2001年の国民栄養調査によると、日本人1人の1日当りの脂肪摂取量は55.3グラム、そのうち見える脂肪は13.3グラム(24%)、見えない脂肪は42.0グラム(76%)となる。そして見えない脂肪のうち、血中総コレステロール値を上げる動物性の脂肪が植物油に対して2倍近く占める。

近年とみに食が欧米化され、若い人は肉好きが多い。血や肉になり、スタミナを作るたんぱく質は十分に確保できるが、おのずと動物性脂肪の摂取も増えてくる。心配なのは血中総コレステロール値が上がり、動脈硬化を促進して心臓病や脳卒中が起こりやすくなることである。

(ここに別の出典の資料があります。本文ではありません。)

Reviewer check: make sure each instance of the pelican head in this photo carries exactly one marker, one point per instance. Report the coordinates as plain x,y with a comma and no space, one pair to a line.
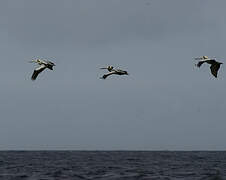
109,68
35,61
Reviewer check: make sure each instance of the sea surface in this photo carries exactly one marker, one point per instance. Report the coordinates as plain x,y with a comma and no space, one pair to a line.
112,165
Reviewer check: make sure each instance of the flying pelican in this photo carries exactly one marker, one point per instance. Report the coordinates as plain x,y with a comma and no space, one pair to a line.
115,71
43,65
202,58
109,68
215,65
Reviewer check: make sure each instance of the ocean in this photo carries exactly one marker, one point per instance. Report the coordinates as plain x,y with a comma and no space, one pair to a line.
112,165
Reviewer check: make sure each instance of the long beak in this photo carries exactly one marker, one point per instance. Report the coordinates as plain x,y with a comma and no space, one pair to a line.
32,61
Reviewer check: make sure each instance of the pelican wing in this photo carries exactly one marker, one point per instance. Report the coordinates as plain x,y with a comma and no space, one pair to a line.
200,63
106,75
37,71
202,58
214,69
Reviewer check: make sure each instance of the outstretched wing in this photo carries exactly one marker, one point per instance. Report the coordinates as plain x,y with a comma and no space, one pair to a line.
37,71
202,58
200,63
106,75
214,69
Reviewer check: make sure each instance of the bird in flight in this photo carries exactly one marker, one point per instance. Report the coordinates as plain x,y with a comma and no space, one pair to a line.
215,65
113,71
109,68
43,65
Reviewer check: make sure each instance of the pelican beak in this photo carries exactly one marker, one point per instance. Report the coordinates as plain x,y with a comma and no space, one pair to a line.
31,61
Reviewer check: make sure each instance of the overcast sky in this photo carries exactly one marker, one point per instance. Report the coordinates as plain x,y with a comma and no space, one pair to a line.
164,104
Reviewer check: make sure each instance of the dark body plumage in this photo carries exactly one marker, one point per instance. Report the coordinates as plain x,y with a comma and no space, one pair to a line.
215,65
115,71
43,65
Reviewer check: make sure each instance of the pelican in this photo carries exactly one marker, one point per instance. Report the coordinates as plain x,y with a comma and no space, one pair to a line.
202,58
115,71
109,68
215,65
43,65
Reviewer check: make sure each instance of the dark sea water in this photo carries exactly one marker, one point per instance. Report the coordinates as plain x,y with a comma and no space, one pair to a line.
110,165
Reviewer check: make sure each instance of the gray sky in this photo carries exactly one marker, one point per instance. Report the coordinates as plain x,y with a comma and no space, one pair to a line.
164,104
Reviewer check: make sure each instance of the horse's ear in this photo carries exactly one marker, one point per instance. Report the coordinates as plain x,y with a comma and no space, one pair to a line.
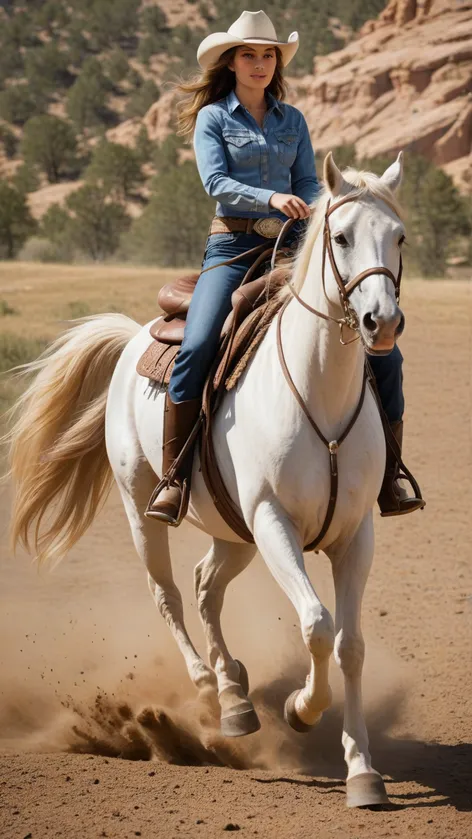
392,177
332,176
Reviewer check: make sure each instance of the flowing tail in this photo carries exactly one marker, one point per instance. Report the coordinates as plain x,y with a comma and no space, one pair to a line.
58,459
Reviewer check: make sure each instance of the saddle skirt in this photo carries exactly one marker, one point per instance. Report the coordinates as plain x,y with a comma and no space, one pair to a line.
254,305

一方において、脂肪摂取過多が気になって、見える脂肪、植物油の摂取量が抑えられている。実は植物油には、オレイン酸、リノール酸、アルファーリノレン酸、植物ステロールなどが含まれ、これらは血中総コレステロール値低下作用があり、動脈硬化を防いでくれる。

厚生労働省では動物性・植物性・魚介類の脂肪の摂取率は4対5対1位が良いとしている。そこで、動物性脂肪を見えない脂肪の取り過ぎに注意し、魚介類や野菜をてんぷらやフライのように植物油で揚げたり、またいためたりして食べるように心がけてみたらどうだろう。